Ms Maxwell, 59, is accused of recruiting and grooming four teenage girls for the late financier Jeffrey Epstein, her ex-boyfriend and employer, between 1994 and 2004.

She has pleaded not guilty to six counts of sex trafficking and other crimes. Epstein took his own life in 2019 in a Manhattan jail while awaiting trial on sex abuse charges.

On Wednesday (local time), US District Judge Alison Nathan dismissed jurors for the long weekend for the festive holiday – Christmas Day is also Ms Maxwell’s 60th birthday.

Ms Maxwell is detained at Brooklyn’s notorious Metropolitan Detention Centre, where she has said her cell has been plagued by vermin and the scent of raw sewage.

Deliberations will resume on Monday.

“Please stay safe over the long weekend,” Judge Nathan told jurors.

“Obviously we’ve got the [Omicron] variant and I need all of you here and healthy on Monday.”

Along with the cases of movie producer Harvey Weinstein and singer R. Kelly, Ms Maxwell’s case is among the highest-profile trials to take place since the emergence of the MeToo movement, which encouraged women to speak out about sexual abuse by famous and powerful people.

The Manhattan federal court jury requested transcripts of the testimony of four women who said Ms Maxwell played a crucial role in their abuse by Epstein.

That suggests they are scrutinising their accounts carefully, after Ms Maxwell’s lawyers focused their defence on challenging the accusers’ credibility.

To be sure, the requests do not indicate what jurors are thinking regarding Ms Maxwell’s guilt or innocence.

On Tuesday, they asked to review the testimony of three of the women: Jane, Carolyn, and Annie Farmer. Ms Maxwell’s lawyers had questioned the women aggressively about why their stories appeared to shift over the years.

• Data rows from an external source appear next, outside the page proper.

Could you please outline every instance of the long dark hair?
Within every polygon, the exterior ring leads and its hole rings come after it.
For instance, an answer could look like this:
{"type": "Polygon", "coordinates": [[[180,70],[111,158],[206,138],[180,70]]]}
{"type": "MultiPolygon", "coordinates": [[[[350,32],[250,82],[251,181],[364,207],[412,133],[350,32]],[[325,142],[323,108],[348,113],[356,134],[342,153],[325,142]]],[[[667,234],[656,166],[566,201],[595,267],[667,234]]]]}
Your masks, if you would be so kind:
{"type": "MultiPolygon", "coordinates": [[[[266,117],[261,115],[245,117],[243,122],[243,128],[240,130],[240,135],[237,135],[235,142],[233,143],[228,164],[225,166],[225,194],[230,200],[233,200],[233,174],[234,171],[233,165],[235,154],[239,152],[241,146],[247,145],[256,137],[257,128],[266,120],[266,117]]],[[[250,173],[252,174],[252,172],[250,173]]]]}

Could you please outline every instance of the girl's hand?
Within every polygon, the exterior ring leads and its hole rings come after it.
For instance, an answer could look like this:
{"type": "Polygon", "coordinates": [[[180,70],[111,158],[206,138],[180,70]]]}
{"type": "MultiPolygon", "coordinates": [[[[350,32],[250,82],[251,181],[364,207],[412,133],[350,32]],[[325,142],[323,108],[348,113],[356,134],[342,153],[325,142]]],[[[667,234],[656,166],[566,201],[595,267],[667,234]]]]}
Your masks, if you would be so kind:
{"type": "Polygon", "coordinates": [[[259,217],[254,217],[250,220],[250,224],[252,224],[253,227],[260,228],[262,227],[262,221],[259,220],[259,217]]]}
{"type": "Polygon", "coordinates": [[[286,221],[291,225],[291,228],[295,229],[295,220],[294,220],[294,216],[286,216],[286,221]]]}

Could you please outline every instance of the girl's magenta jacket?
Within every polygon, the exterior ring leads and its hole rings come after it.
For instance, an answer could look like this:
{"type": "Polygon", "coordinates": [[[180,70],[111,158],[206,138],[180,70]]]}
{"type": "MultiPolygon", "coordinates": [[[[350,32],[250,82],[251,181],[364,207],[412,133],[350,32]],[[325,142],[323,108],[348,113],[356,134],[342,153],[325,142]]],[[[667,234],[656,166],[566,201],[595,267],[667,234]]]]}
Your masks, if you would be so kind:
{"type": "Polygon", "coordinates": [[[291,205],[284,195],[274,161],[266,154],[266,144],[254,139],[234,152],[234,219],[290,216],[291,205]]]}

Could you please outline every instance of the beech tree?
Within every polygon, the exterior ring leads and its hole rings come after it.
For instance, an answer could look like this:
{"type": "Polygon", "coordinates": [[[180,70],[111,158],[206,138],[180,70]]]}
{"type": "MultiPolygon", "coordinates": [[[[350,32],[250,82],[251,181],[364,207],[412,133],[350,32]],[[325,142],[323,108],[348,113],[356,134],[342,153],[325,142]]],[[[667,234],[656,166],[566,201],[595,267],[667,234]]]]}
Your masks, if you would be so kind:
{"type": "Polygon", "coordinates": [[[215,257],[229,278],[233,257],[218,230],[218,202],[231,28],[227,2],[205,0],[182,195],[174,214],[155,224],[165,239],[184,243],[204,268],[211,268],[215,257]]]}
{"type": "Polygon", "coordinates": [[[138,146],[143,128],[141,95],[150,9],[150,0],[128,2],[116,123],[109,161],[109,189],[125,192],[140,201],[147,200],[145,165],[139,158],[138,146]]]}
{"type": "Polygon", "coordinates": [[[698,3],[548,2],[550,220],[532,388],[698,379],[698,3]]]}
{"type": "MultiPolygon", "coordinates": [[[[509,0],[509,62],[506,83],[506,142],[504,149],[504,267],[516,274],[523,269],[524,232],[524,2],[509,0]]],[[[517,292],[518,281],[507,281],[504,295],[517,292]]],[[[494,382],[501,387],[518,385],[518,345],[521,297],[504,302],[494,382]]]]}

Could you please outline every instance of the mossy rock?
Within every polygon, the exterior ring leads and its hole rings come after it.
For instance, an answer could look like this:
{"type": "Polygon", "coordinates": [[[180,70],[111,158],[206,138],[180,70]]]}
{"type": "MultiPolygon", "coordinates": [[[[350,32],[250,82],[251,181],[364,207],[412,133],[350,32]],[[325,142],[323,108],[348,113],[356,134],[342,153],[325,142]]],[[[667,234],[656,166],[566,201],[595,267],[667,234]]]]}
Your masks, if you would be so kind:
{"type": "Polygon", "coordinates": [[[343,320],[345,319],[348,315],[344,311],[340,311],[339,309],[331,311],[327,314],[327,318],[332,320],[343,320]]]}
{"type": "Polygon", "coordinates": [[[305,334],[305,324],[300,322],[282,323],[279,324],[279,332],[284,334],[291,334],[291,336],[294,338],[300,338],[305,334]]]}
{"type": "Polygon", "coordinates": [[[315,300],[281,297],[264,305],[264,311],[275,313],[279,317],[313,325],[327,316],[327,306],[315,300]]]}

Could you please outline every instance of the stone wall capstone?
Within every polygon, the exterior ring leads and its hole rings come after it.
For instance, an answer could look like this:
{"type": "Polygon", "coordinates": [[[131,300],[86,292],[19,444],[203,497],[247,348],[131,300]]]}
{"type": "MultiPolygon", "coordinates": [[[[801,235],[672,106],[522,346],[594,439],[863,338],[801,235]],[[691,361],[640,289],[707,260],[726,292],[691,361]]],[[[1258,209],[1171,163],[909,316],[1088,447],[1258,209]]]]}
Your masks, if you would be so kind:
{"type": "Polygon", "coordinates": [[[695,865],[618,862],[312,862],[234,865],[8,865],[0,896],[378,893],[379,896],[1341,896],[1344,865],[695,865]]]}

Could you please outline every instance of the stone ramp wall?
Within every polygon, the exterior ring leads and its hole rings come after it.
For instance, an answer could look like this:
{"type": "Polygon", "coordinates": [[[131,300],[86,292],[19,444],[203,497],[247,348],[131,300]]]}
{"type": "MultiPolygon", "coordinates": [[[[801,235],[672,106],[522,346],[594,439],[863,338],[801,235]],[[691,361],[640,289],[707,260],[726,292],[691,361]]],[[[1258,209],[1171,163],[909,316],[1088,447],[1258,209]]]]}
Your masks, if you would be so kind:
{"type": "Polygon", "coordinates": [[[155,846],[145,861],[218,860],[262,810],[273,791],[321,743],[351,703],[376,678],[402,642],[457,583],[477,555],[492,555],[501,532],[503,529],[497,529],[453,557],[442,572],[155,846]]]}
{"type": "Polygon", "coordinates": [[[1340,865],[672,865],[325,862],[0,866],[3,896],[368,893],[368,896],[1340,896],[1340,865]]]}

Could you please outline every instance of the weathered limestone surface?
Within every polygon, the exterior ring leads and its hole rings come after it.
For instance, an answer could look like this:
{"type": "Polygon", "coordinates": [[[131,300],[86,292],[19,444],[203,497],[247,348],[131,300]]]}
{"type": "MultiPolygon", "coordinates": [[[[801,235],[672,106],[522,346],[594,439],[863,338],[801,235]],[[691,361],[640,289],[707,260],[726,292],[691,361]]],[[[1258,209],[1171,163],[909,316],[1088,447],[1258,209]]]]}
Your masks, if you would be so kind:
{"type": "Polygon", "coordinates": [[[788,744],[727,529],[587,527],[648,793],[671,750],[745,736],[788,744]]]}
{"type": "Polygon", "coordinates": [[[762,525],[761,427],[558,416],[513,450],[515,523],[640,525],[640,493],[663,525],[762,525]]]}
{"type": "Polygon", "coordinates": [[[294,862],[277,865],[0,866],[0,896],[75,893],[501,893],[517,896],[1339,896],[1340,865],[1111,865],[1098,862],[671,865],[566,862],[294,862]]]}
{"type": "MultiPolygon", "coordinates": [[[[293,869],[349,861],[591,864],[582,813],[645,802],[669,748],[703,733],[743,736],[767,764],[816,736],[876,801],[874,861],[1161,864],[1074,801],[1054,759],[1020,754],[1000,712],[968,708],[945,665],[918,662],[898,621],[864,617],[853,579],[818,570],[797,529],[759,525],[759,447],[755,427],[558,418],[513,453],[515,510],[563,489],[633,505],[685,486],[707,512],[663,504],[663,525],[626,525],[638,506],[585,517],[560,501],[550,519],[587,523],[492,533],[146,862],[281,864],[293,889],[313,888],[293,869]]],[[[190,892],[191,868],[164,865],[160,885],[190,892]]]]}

On Wednesday, the jury asked to read transcripts of the accounts of the fourth accuser, a woman testifying under the pseudonym Kate, and Juan Alessi, the former house manager at Epstein’s Palm Beach, Florida, estate who said he saw Jane at the property.

Kate said she was 17 in 1994 when Ms Maxwell introduced her to Epstein in London. Kate testified that she then had several sexual encounters with Ms Epstein.

Judge Nathan instructed the jury that Kate was above the age of consent at the time, so she was not the victim of any crime. But the judge said they could consider her testimony if they found it useful in evaluating the charges against Ms Maxwell.

Deliberations began late on Monday afternoon following a three-week trial.